Special Guest Announcer...
In an effort to spice up their announcing crew (and keep Bill Weber's hair under control), NBC has been auditioning different announcers to sit in for a race. The Outside Groove has obtained the audition tapes of these men, some of the biggest names in sports media. Take a look:
Bob Costas: "We're here...at Atlanta. The feeling...is electric. There's Dale Earnhart Jr. His fan support...is palpable. The crew chiefs...are preparing. The media buffet luncheon...slightly disappointing. And that's why the DH rule should be abolished."
Joe Buck: "...Robby Gordon now out of his car, he's looking for Waltrip...HE THROWS HIS HELMET! That is a disgrace, you hate to see that, a totally immature act. Gordon deserves to be tarred and feathered for his actions."
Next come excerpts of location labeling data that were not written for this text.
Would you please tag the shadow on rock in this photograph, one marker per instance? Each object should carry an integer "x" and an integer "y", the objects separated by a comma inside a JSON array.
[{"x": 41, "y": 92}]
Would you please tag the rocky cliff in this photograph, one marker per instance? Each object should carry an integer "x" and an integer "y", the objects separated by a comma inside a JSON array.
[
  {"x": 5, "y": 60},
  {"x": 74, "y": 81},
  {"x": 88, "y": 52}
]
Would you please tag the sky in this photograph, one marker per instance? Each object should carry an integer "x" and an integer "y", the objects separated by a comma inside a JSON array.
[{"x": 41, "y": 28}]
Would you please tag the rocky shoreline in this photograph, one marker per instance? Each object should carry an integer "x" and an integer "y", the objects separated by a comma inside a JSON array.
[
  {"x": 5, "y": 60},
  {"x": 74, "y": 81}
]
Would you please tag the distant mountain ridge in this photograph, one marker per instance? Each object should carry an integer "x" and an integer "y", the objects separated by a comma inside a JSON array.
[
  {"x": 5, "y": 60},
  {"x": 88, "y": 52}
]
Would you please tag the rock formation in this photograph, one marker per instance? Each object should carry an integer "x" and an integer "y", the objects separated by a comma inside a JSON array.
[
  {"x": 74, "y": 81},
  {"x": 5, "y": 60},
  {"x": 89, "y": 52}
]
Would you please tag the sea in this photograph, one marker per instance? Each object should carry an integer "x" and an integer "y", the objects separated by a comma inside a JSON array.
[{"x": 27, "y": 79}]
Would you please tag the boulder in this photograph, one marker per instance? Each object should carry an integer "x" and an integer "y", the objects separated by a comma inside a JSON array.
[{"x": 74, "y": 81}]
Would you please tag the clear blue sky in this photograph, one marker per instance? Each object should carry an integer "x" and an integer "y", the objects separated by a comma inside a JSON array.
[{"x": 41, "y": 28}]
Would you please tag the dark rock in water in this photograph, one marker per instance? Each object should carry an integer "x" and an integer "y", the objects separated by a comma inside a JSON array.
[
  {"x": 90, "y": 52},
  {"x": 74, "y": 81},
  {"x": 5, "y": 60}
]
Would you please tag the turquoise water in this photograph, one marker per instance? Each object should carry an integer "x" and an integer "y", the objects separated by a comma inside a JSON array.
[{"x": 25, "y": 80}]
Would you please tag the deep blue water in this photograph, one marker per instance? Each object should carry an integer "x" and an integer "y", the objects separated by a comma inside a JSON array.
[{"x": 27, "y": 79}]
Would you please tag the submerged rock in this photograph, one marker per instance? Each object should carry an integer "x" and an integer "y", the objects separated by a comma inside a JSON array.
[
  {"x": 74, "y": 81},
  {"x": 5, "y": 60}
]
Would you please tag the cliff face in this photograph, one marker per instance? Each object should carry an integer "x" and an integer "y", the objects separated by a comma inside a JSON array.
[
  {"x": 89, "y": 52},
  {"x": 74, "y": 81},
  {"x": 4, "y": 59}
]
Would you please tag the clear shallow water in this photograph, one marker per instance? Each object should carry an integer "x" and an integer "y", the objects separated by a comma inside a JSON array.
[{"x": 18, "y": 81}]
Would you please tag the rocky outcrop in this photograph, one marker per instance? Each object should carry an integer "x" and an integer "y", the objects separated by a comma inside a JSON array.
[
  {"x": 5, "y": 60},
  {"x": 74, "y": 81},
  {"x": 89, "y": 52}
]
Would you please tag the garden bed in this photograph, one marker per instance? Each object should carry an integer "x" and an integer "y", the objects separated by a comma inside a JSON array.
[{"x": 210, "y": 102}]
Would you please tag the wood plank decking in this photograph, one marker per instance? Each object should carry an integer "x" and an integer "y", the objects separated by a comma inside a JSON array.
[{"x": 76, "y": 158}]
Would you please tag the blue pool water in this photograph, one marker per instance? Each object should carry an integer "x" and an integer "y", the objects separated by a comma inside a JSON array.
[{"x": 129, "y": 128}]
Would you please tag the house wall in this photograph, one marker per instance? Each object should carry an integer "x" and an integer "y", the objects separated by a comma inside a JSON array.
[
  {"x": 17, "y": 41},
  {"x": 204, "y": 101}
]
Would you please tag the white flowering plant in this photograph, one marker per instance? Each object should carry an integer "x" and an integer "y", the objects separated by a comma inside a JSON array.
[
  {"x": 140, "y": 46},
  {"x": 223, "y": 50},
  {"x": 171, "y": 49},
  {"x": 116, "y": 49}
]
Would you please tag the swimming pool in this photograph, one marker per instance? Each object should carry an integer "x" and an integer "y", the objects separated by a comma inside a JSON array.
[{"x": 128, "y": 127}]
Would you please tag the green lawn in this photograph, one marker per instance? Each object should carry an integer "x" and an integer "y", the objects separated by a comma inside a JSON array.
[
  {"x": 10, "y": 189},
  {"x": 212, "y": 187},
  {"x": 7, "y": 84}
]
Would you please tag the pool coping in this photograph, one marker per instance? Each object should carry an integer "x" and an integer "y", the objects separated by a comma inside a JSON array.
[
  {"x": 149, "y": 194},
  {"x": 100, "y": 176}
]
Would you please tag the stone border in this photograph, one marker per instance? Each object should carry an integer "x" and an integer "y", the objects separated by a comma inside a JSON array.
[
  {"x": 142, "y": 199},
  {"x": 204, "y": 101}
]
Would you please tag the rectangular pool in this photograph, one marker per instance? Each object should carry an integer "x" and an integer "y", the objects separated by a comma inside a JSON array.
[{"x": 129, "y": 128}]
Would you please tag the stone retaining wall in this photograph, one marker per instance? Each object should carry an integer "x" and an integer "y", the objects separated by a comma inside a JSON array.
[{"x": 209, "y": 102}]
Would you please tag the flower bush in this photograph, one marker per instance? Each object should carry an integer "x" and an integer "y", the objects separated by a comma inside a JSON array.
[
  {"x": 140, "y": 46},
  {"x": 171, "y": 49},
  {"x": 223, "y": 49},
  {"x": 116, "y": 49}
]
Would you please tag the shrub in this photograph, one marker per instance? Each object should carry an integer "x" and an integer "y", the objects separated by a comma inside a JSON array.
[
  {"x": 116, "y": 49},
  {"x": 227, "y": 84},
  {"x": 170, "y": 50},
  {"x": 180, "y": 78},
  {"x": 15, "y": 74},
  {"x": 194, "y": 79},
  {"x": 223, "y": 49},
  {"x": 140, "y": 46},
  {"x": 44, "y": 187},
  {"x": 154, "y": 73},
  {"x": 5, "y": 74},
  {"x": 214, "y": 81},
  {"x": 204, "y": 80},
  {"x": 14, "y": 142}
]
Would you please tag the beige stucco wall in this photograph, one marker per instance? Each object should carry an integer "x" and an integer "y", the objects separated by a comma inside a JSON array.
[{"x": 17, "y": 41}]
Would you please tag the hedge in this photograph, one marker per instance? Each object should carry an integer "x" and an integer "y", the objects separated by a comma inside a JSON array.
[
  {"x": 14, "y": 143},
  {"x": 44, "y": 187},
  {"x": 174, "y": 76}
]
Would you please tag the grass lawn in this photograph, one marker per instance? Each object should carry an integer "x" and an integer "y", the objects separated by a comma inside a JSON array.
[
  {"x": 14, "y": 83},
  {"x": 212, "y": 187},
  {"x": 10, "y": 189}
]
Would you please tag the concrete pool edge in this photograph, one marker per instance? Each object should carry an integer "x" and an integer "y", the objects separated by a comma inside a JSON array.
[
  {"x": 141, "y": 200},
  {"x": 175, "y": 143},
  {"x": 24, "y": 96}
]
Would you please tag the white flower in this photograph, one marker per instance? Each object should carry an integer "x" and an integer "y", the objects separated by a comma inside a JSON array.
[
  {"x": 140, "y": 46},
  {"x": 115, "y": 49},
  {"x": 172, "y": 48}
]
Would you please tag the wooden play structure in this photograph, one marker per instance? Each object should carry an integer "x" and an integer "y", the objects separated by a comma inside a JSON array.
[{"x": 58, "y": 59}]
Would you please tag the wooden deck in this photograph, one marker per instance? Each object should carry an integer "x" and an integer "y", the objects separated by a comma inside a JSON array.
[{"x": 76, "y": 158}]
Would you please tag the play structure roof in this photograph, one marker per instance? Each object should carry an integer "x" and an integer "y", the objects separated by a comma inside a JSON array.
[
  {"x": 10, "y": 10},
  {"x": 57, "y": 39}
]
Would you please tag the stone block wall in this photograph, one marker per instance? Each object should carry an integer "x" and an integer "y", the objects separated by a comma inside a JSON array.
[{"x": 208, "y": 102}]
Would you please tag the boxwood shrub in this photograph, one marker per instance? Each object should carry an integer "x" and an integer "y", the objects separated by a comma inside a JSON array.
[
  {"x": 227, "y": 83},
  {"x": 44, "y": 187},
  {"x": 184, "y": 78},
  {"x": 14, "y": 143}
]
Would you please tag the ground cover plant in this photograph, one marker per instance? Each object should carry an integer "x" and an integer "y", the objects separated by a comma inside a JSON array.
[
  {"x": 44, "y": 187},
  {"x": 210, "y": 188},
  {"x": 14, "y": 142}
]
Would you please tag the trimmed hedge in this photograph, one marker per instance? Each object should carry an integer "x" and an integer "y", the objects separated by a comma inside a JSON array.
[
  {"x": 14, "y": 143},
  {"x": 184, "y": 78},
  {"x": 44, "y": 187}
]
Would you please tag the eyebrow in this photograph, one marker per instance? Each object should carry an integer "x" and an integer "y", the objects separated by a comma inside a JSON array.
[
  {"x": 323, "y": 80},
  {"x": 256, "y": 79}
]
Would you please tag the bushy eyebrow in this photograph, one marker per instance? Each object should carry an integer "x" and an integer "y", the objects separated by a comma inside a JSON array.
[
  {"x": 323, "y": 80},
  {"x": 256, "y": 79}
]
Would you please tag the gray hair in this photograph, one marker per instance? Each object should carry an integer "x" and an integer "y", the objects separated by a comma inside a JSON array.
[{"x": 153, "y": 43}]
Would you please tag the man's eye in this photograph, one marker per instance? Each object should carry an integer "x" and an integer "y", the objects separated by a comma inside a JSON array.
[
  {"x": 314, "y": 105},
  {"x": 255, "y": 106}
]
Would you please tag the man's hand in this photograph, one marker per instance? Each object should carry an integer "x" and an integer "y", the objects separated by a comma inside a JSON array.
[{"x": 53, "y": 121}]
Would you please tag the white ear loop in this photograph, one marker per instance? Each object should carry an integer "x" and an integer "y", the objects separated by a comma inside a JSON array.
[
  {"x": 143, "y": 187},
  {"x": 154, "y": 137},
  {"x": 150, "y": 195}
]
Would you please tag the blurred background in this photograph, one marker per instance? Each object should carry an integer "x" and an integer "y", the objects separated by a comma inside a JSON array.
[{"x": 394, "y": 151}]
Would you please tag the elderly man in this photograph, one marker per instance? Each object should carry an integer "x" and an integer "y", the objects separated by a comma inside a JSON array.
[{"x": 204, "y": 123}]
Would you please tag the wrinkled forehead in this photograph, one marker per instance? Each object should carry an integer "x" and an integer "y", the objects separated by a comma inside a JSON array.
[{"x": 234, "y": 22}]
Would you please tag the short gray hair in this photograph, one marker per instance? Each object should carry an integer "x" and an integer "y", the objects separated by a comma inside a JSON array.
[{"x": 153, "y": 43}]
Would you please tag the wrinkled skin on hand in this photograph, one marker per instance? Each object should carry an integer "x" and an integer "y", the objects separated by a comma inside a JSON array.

Kevin Harlan: "Jamie McMurray on the outside and FROM DOWNTOWN! JAMIE MCMURRAY WITH THE PASS!"
Marv Albert: "Ryan Newman going for the 2...YESSSSSS!!!!"
Every Crappy Local College Football Announcer: "There's Dale Jarrett, he's got the brown car--hey, do you think he's ever going to race the truck or not? Man, that would be something."
Bill Walton: "Man, Casey Mears doesn't know what he's doing. He's out of control! Here comes Jimmy Spencer, throw him DOWN big man! That reminds me of a time back at UCLA, I had just gotten back from a Dead concert..."
Paul McGuire: "Now, I want you to watch this pass here, look at him BAM! He goes right past Gordon on the inside! Now I want you to watch this move, watch this BAM!"
The Legendary Eric Dickerson: "My man, Jeff Burton, he biuof a doufodiu oaudifioaud a doufadiou fadou foauidfod aiufo back to you."